Single Variable Calculus, Chapter 3, 3.5, Section 3.5, Problem 90

Find a formula for $\frac{d^3}{dx^3}$ having $y = f(u)$ and $u = g(x)$ where $f$ and $g$ possess third derivatives.
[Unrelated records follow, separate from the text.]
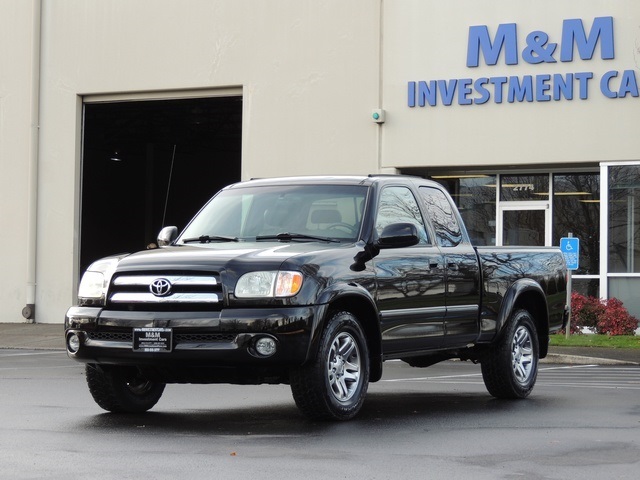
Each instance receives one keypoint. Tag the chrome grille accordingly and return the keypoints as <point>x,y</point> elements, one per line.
<point>184,291</point>
<point>178,338</point>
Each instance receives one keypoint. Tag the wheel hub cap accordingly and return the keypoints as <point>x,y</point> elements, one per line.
<point>343,367</point>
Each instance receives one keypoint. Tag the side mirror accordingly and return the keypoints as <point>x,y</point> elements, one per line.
<point>399,235</point>
<point>167,236</point>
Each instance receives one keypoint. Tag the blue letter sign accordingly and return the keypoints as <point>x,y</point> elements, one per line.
<point>570,247</point>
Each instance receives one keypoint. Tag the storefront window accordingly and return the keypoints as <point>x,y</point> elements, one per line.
<point>624,219</point>
<point>524,187</point>
<point>475,197</point>
<point>576,211</point>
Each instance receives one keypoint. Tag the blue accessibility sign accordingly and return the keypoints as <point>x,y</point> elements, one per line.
<point>570,247</point>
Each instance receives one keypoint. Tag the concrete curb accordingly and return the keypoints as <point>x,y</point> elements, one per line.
<point>558,358</point>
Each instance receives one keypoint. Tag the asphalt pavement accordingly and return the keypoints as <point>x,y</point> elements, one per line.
<point>50,336</point>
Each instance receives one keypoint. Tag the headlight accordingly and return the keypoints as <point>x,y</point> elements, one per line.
<point>95,281</point>
<point>268,284</point>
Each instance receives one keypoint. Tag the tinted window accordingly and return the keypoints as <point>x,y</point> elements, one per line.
<point>442,216</point>
<point>398,205</point>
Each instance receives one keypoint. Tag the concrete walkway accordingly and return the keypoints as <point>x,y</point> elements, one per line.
<point>48,336</point>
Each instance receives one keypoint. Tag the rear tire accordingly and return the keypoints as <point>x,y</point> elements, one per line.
<point>333,386</point>
<point>122,389</point>
<point>511,368</point>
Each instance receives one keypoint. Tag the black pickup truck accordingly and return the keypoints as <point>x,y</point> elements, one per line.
<point>314,282</point>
Recall that $\displaystyle \frac{d^2y}{dx^2} = \frac{d^2y}{du^2} \left( \frac{du}{dx} \right)^2 + \frac{dy}{du} \left( \frac{d^2u}{dx^2} \right) $

Using Chain Rule,

$\displaystyle \frac{d^3y}{dx^2} = \left[ \frac{d}{dx} \left( \frac{d^2y}{du^2} \right) \cdot \left( \frac{du}{dx} \right)^2 \right] + \left[ \frac{d^2y}{du^2} \cdot \frac{d}{dx} \left( \frac{du}{dx} \right)^2 \right] + \left[ \frac{d}{dx} \left( \frac{d}{du} \right) \cdot \frac{d^2u}{dx^2} \right] + \left[ \frac{dy}{du} \cdot \frac{d}{dx} \left( \frac{d^2u}{dx^2} \right) \right]$

For the first bracket,

$\displaystyle \frac{d}{dx} \left( \frac{d^2y}{du^2} \right) = \frac{d}{du} \left( \frac{d^2y}{du^2} \right) \left( \frac{du}{dx} \right) = \frac{d^3y}{du^3} \left( \frac{du}{dx} \right)$

For the second bracket,

$\displaystyle \frac{d}{dx} \left( \frac{du}{dx} \right) ^2 = 2 \left( \frac{du}{dx} \right)' \cdot \frac{d}{dx} \left( \frac{du}{dx} \right) = 2 \frac{du}{dx} \left( \frac{d^2 u}{dx^2} \right)$

For the third bracket,

$\displaystyle \frac{d}{dx} \left( \frac{dy}{du} \right) = \frac{d}{du} \left( \frac{dy}{du} \right) \left( \frac{du}{dx} \right) = \frac{d^2y}{du^2 } \left( \frac{du}{dx} \right)$

For the fourth bracket,

$\displaystyle \frac{d}{dx} \left( \frac{d^2 u}{dx^2} \right) = \frac{d^3u}{dx^3}$

Therefore,


$
\begin{equation}
\begin{aligned}

\frac{d^3y}{dx^3} =& \left[ \frac{d^3y}{du^3} \left( \frac{du}{dx} \right) \cdot \left( \frac{du}{dx}\right)^2 \right] +
\left[ \frac{d^2y}{du^2} \cdot 2 \frac{du}{dx} \left( \frac{d^2 u}{dx^2} \right) \right] +
\left[ \frac{d^2y}{du^2} \left( \frac{du}{dx} \right) \cdot \frac{d^2u}{dx^2} \right] +
\left[ \frac{dy}{du} \cdot \frac{d^3 u}{dx^3} \right]
\\
\\
\\
\\
\frac{d^3y}{dx^3} =& \frac{d^3y}{du^3} \left( \frac{du}{dx} \right) ^3 + 2 \frac{d^2y}{du^2} \frac{du}{dx} \left( \frac{d^2 u}{dx^2} \right) + \frac{d^2 y}{du^2} \frac{du}{dx} \left( \frac{d^2 u}{dx^2} \right) + \frac{dy}{du} \frac{d^3u}{dx^3}
\\
\\
\\
\\
\frac{d^3y}{dx^3} =& \frac{d^3 y}{du^3} \left( \frac{du}{dx} \right)^3 + 3 \frac{d^2y}{du^2} \frac{du}{dx} \frac{d^2 u}{dx^2} + \frac{dy}{du} \frac{d^3u}{dx^3}

\end{aligned}
\end{equation}
$